The Senate on Tuesday asked the federal government to suspend the implementation of the excise tariff increment on alcoholic beverages and tobacco products – until all stakeholders have been consulted.
The demand was sequel to the adoption of the report of the Senate Committee on Finance.
The committee considered a motion, “The urgent need to review the excise tariff increment in order to save local distillers of beverages from looming extinction” – which was moved by Ben Uwajumogu (APC, Imo North) in May.
He had stated that the current excise duty paid by the locally produced beverages sector stands at 20 per cent across board.
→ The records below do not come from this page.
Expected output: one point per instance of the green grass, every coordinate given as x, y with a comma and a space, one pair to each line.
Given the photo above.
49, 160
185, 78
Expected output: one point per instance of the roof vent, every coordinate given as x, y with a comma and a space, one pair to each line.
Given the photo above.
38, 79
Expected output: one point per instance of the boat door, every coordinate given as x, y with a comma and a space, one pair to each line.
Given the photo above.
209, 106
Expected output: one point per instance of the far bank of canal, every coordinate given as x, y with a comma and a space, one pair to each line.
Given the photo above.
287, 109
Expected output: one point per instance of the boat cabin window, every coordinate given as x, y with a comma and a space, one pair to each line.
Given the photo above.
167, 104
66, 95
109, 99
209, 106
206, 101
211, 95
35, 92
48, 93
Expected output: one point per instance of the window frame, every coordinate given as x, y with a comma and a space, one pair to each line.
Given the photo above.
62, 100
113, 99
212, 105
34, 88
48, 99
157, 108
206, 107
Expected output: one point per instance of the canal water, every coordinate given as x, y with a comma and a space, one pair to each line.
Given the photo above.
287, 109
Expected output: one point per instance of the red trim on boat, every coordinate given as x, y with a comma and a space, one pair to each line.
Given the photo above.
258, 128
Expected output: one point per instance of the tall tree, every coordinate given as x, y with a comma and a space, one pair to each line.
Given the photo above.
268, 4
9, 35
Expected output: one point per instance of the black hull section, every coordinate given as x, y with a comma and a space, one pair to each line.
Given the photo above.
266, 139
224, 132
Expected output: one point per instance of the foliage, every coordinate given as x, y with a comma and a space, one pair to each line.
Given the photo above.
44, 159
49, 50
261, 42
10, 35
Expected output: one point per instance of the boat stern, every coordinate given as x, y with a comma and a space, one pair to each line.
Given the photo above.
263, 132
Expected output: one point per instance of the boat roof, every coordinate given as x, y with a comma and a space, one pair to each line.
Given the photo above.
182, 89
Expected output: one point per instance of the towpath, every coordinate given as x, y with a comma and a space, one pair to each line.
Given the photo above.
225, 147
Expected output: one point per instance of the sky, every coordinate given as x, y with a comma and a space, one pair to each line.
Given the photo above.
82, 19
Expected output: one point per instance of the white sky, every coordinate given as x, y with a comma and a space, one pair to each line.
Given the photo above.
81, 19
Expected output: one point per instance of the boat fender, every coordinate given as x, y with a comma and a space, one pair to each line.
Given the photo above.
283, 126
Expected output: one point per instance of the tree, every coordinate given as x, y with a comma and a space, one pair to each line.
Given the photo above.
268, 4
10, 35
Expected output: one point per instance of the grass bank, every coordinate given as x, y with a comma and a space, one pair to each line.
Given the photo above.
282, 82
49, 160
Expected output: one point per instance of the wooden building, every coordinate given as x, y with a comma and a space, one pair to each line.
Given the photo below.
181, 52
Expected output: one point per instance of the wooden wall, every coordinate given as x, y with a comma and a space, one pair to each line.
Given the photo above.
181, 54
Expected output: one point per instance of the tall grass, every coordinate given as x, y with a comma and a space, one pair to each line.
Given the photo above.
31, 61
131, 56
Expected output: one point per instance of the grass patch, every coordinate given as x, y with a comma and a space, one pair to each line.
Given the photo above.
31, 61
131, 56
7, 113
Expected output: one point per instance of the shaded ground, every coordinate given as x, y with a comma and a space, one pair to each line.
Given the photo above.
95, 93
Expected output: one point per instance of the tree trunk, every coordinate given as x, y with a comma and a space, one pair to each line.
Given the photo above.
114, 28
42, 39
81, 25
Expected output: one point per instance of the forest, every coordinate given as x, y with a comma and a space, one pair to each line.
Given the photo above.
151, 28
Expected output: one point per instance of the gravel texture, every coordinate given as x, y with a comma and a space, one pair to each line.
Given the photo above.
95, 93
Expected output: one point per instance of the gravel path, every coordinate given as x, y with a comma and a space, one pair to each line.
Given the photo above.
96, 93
But under the approved excise duty tariff hike by the federal government, it is fixed at 67 per cent; a more than 300 per cent increase.
The federal government had in March, rolled out a proposal for the upward review of excise duty on alcoholic beverages and tobacco products.
The approval, according to the former Minister of Finance, Kemi Adeosun, was given by President Muhammadu Buhari, and would take effect from June 4, 2018.
Mrs Adeosun in a statement said the president also granted a grace period of 90 days to all local manufacturers before the commencement of the new excise duty regime.
She also stated that there would be no increase in excise duty of other locally produced goods and that the new excise duty rates would be spread over a three-year period from 2018 to 2020 in order to moderate the impact on prices of the products.
In the committee’s report, presented by the chairman, John Enoh, it said the discussion with stakeholders should pave the way for consensus on the implementation.
It also said an increment of not more than 50 per cent should be adopted, “as it becomes necessary for the Federal Government to increase the tariff in order to boost revenue as the rate will provide more leniency to the affected manufacturers and give more hope for the survival of local firms”.
It stated that there is need to increase the import duties of foreign alcoholic beverages and tobacco products in order to give local firms more competitive edge.
The Senate urged the government to sensitise and carry along the producers and consumers of alcohol and tobacco products to understand the need for the increase and its advantage in adding to the economic fortunes of the country.
The lawmakers agreed that if the new excise tariff is allowed to be implemented by the government, it will stand at about 500 per cent after the three years incremental period.
It also said if the tariff is fully implemented without review, it is capable of compelling affected companies that cannot stand with the new rate to either shut down or relocate their full operation to neighbouring countries with favourable and flexible taxation policies for the sector.